Interest Payments

seboldadminEconomic Insights

Last March, as the Coronavirus crisis was first beginning to unfold, the Federal Reserve slashed interest rates to record-low levels. Simultaneously, the Federal Government increased its already high spending through massive stimulus packages intended to reduce the pandemic’s impact on the economy—adding trillions to the national debt. Over the past year, the national debt soared from $23.2 trillion to $27.7 trillion. As of April 2021, the national debt has already surpassed $28.1 trillion, and it is certainly not going down any time soon.  

Despite the ballooning deficit, the total interest that the government pays on its debt actually declined in 2020. In 2019, the Federal Government spent $879.36 billion paying for the interest on the national debt. In 2020, interest payment expenditures decreased to $841.07 billion. The national debt clearly did not decline over that period, but interest rates were lower, leading to a lower interest expense overall. However, rates cannot remain at their current level forever, and will eventually have to increase.  

If aggregate interest rates rise by 1% (as they undoubtedly will) above their current level, the amount that the government spends on interest will increase to around $1.23 trillion—give or take a few billion. This number was calculated using the total national debt as of the last quarter of 2020, as that is the most current official figure that has been published by the Treasury Department on a quarterly basis. Given that the deficit has already grown since then, the actual number will likely be higher. Using the current national debt in the calculation, the total interest expense for a single year would be closer to $1.25 trillion under the aforementioned scenario  

The rising national debt, and the interest it carries, have far-reaching economic consequences that will have to be dealt with sooner or later. In order to acquire the funds to even service the debt, the government has two options—print even more money or raise taxes. Neither option is particularly beneficial for the economy.  

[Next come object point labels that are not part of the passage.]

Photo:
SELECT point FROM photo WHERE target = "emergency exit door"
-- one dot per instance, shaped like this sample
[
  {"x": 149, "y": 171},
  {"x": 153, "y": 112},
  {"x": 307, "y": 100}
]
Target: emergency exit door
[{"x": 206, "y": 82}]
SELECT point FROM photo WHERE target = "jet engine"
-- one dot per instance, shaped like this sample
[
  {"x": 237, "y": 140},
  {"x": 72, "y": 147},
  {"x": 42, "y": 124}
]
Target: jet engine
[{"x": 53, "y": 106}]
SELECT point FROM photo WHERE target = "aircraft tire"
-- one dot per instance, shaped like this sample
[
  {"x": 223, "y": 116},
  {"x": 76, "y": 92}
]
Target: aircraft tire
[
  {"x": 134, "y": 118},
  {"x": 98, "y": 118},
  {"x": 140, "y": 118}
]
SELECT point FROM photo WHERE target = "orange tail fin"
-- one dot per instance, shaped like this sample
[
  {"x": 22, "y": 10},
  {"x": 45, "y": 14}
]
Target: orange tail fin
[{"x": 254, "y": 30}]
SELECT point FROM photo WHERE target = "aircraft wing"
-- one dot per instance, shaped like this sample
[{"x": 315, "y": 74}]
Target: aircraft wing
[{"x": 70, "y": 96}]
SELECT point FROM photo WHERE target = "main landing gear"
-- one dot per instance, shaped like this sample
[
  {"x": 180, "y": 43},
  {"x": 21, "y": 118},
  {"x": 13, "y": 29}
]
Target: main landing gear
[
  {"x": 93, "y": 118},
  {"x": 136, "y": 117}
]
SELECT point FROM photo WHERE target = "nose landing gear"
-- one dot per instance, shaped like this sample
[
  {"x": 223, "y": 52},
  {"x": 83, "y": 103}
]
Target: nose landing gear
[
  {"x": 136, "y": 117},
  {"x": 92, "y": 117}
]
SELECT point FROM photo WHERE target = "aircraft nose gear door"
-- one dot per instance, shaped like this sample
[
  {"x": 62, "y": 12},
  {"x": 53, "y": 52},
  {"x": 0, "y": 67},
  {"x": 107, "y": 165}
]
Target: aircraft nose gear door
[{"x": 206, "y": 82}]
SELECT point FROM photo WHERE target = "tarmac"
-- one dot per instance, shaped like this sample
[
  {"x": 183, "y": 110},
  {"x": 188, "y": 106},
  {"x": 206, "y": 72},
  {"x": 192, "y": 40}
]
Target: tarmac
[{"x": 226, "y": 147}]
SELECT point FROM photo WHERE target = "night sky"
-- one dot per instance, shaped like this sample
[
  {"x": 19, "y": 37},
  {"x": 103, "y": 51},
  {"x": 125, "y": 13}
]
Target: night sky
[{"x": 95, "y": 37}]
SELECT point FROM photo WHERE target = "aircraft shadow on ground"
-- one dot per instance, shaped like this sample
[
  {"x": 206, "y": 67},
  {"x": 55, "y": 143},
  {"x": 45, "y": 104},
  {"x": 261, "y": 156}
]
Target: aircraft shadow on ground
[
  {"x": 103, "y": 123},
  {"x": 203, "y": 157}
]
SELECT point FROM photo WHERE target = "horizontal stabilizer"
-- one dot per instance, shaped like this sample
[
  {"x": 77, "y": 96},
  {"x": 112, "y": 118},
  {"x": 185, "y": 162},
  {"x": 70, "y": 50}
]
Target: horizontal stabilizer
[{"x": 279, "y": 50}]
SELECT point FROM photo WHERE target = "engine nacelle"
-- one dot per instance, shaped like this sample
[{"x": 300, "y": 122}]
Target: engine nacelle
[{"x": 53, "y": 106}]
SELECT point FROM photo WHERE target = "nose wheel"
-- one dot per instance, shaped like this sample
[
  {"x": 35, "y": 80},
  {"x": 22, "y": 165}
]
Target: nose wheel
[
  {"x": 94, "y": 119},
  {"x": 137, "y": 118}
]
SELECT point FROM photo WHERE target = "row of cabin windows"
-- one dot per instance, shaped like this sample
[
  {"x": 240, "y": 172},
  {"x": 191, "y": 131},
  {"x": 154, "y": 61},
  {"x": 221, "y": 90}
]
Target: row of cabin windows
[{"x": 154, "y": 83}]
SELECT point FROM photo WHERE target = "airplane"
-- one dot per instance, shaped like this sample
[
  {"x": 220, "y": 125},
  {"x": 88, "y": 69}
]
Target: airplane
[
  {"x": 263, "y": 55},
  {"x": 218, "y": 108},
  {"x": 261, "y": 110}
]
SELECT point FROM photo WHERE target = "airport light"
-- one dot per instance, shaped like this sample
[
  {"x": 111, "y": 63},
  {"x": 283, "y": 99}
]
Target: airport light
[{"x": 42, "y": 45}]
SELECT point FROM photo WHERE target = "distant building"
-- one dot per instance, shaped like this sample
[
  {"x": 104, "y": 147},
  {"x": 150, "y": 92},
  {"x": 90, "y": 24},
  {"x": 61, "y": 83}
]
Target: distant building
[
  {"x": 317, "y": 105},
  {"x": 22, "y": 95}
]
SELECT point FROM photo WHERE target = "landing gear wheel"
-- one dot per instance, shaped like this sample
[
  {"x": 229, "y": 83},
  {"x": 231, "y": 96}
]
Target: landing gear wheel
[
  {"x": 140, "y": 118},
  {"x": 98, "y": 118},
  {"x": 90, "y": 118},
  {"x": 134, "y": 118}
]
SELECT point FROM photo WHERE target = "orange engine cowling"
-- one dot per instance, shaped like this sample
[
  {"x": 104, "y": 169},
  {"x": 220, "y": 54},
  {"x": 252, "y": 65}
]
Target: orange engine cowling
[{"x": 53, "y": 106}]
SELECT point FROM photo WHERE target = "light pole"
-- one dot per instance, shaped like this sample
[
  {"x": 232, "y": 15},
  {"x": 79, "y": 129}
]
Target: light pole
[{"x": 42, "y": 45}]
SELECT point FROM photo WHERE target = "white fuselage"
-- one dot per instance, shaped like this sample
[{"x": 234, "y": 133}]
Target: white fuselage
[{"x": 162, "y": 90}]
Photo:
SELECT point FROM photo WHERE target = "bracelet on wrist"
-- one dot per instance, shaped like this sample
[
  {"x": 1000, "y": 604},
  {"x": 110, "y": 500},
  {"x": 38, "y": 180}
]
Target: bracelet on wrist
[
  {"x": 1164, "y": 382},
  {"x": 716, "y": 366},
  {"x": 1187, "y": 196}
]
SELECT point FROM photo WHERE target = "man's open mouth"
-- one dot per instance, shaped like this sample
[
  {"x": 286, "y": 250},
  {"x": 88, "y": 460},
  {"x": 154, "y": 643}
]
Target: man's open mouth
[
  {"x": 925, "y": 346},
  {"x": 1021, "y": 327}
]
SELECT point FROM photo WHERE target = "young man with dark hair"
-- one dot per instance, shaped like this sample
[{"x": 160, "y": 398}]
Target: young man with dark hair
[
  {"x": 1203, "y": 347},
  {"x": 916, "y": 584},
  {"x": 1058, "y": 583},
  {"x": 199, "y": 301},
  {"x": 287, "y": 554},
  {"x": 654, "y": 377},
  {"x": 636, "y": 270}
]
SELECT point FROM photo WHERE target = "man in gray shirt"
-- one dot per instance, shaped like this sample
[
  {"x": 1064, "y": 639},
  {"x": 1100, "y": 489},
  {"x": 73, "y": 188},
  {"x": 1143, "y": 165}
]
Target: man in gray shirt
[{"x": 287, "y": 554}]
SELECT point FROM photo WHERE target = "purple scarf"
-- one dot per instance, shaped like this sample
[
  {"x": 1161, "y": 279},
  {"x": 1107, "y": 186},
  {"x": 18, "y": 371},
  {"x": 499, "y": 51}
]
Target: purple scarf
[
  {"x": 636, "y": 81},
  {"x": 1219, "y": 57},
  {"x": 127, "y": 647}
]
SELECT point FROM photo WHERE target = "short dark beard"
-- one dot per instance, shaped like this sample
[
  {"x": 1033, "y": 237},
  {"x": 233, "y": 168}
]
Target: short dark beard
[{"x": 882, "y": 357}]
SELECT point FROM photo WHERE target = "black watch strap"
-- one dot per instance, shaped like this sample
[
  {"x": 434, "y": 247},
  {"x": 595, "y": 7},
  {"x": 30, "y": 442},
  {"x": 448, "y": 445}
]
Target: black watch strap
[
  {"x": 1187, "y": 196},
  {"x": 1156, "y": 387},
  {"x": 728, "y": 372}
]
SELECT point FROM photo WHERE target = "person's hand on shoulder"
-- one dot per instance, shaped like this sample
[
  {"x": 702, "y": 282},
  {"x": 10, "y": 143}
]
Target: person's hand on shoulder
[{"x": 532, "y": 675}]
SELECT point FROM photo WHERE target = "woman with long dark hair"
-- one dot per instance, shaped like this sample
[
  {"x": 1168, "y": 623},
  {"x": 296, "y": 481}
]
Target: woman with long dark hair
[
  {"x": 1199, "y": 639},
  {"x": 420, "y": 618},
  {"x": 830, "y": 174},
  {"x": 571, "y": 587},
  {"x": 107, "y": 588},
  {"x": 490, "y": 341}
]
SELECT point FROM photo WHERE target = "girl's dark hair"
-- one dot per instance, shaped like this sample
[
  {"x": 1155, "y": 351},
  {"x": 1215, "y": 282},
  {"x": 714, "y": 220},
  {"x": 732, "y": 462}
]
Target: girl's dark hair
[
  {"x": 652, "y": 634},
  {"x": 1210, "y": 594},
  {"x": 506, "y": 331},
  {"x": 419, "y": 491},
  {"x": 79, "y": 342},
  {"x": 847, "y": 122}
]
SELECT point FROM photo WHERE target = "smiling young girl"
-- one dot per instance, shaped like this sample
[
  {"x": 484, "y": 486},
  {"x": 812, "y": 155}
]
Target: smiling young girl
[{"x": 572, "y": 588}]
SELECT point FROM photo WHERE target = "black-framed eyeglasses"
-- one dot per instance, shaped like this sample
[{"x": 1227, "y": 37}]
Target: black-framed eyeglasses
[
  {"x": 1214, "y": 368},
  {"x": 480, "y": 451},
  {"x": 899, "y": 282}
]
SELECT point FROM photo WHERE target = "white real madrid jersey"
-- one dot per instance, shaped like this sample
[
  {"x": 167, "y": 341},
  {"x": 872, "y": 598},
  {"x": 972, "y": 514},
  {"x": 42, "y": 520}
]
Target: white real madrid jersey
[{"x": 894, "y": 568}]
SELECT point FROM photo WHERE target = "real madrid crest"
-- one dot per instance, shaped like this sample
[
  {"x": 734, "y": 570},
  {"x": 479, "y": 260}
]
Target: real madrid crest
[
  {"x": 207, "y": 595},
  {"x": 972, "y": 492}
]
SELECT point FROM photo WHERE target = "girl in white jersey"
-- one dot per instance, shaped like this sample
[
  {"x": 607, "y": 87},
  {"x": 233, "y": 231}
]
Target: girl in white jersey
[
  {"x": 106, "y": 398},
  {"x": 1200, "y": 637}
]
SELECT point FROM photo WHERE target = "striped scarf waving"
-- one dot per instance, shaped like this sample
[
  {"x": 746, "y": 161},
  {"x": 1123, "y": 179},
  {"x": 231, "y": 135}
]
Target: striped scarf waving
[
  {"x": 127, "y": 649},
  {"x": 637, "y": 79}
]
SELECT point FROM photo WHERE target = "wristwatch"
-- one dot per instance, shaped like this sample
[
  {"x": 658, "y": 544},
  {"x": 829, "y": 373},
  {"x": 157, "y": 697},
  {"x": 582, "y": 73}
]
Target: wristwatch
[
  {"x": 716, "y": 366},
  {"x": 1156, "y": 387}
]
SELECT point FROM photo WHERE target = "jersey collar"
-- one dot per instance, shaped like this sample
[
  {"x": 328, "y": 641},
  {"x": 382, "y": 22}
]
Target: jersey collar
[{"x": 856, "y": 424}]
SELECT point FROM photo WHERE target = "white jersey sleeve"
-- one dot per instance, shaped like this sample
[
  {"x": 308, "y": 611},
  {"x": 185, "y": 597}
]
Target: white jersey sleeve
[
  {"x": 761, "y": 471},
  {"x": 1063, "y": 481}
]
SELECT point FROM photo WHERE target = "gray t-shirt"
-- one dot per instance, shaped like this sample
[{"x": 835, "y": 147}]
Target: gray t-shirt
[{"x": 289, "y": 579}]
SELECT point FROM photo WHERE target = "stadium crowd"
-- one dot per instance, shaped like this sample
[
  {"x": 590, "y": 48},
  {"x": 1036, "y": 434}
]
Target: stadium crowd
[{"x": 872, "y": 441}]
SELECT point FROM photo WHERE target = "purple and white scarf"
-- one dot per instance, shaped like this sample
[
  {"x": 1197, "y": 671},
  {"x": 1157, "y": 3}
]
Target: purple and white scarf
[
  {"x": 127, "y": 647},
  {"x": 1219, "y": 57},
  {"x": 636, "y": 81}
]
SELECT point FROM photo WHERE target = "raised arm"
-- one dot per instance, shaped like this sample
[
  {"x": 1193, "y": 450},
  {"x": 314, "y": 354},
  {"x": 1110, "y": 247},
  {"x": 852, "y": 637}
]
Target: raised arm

Taxation disincentivizes consumption and investment and is particularly detrimental for a recovering economy. Printing more money will only increase the already mounting inflationary pressure, and it really does not solve the underlying problem. The national debt will only continue to increase—the ink has barely dried on the last $1.9 trillion spending bill and there is already another $2 trillion infrastructure bill in the works—and the amount the government (and ultimately the taxpayer) spends on interest will keep rising with it, especially as interest rates return to more normal levels.